Quando i genitori vogliono cambiare il destino ai figli. Non è mai facile riuscire a non fare “proiezioni sui figli”. I genitori purtroppo non sempre riescono a realizzare bene il loro potenziale e, così, non appena hanno un figlio tendono ad investire molti dei loro desideri su di essi mettendo così una serie ipoteca sul loro destino che, invece, dovrebbe potersi esprimere liberamente partendo appunto dalle loro attitudini e prospettive. Questo non riguarda solamente le proiezioni sul futuro ma anche quelle più legate al loro carattere e ai loro comportamenti e così, nell’arco degli anni formativi le aspirazioni genitoriali si sedimentano pienamente nella psiche dei figli che poi dovranno lottare magari anni per svincolarsi da questo carico “liberandosi” da retaggi che occupano la psiche e che, qualora vengono disattesi, generano sensi di colpa e percezioni di tradire proprio ciò che si è amato di più.
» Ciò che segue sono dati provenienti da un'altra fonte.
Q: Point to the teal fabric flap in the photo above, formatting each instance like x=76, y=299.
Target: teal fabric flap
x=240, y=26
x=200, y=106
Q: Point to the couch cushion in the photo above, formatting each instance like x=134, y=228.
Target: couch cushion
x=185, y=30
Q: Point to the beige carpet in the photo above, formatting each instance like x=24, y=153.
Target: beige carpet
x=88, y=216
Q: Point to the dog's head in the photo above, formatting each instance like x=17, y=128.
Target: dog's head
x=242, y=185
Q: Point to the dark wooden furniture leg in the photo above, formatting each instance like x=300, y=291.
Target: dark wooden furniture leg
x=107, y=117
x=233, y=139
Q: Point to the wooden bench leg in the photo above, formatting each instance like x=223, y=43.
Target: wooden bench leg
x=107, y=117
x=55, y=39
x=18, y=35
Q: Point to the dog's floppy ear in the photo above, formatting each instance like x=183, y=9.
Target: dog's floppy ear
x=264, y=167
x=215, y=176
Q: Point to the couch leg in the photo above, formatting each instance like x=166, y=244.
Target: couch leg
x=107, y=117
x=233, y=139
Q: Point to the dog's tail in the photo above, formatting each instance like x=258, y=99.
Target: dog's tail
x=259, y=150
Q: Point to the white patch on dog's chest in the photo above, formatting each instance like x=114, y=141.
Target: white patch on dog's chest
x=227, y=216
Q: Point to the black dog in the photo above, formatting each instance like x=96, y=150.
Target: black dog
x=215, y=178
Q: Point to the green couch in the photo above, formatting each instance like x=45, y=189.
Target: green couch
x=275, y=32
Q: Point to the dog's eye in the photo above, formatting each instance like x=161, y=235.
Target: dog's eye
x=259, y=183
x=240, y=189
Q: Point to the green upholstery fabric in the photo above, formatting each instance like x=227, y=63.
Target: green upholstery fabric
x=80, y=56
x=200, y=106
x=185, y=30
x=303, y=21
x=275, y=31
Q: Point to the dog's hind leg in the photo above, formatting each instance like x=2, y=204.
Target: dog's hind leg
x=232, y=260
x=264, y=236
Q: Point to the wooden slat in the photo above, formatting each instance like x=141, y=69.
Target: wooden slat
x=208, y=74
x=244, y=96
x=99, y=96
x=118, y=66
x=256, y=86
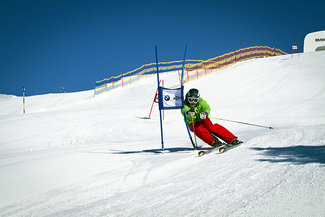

Quando si “aspetta un figlio” è inevitabile che i genitori comincino a “pensarlo” e a “immaginarlo”, appoggiando su di lui anche quelle idee che riguardano le caratteristiche fisiche e psicologiche che vengono considerate positive dagli stessi, al punto che vorrebbero possedere essi stessi. In questo modo si soddisfano due principi fondamentali: il primo riguarda il desiderio che il figlio modo somigli o, addirittura, abbia potenzialità migliori e che, di conseguenza, sia in grado di superarli.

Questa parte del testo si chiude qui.